Anderson wants to position Sperry Van Ness' brand to compete head to head with the larger brokerages in the state when the cycle hits its next peak.

His success strategy is based on three keys: providing a high degree of service, staying in constant contact with clients, and being a person people like, trust, and recognize as a money-maker. "Market roller coasters come and go, brokerages that bring value to investors ultimately succeed," Anderson says. "I'm looking at a 10-year agreement with Sperry, so the growth will be strategic. We aren't just looking to add warm bodies."

With only 50 offices, Sperry Van Ness is hardly on the Florida map, much less a dominant player. Anderson declined to pinpoint the exact number of offices he'd like to see in 10 years, or even five years, but his goal is to become a force to be reckoned with in the Florida commercial real estate market. That may not mean having the most signs on properties or even having the most market share.

"I'd like Sperry Van Ness to become a quality firm that can deliver quality services in any market of the state and in any product type," Anderson says. "We don't need to be the dominant player to do this. But we do need to be able to provide a high level of service to any region where investors are playing."

CB Richard Ellis declined to comment on Sperry Van Ness' Florida expansion.

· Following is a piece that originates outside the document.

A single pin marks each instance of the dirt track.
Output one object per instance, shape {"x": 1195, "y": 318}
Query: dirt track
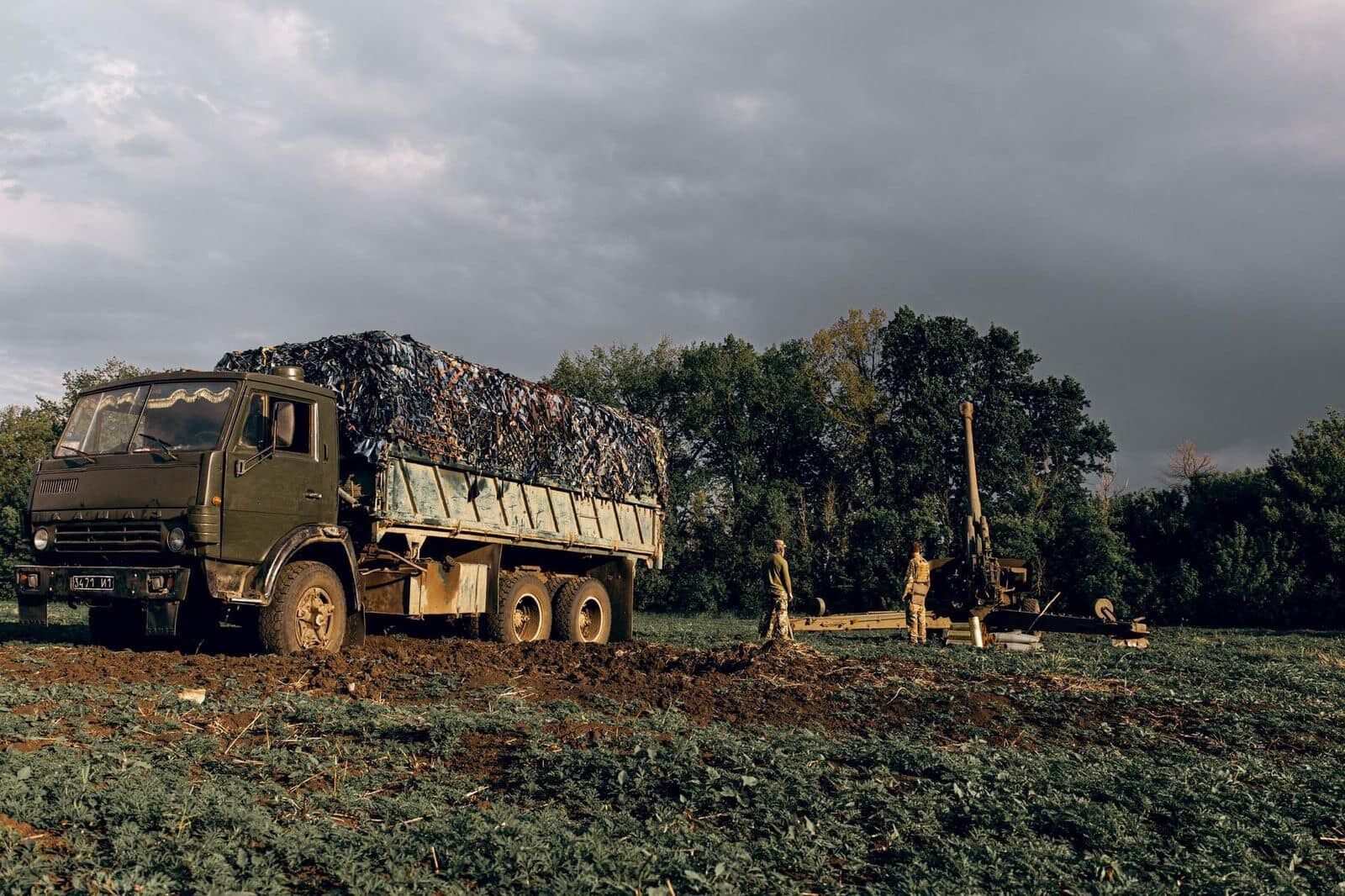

NAI Realvest, Marcus Millichap, VIP Realty and Studley did not return calls seeking comment on how Anderson's push will impact the Florida market.

"When I look at Jerry's skill set — the transaction know-how and deal know-how — he has the horsepower of a fine-tuned race car," said Bartow McDonald, managing director of the North Central Florida market for Sperry Van Ness. "Jerry is definitely a performer. I wouldn't want to compete against him."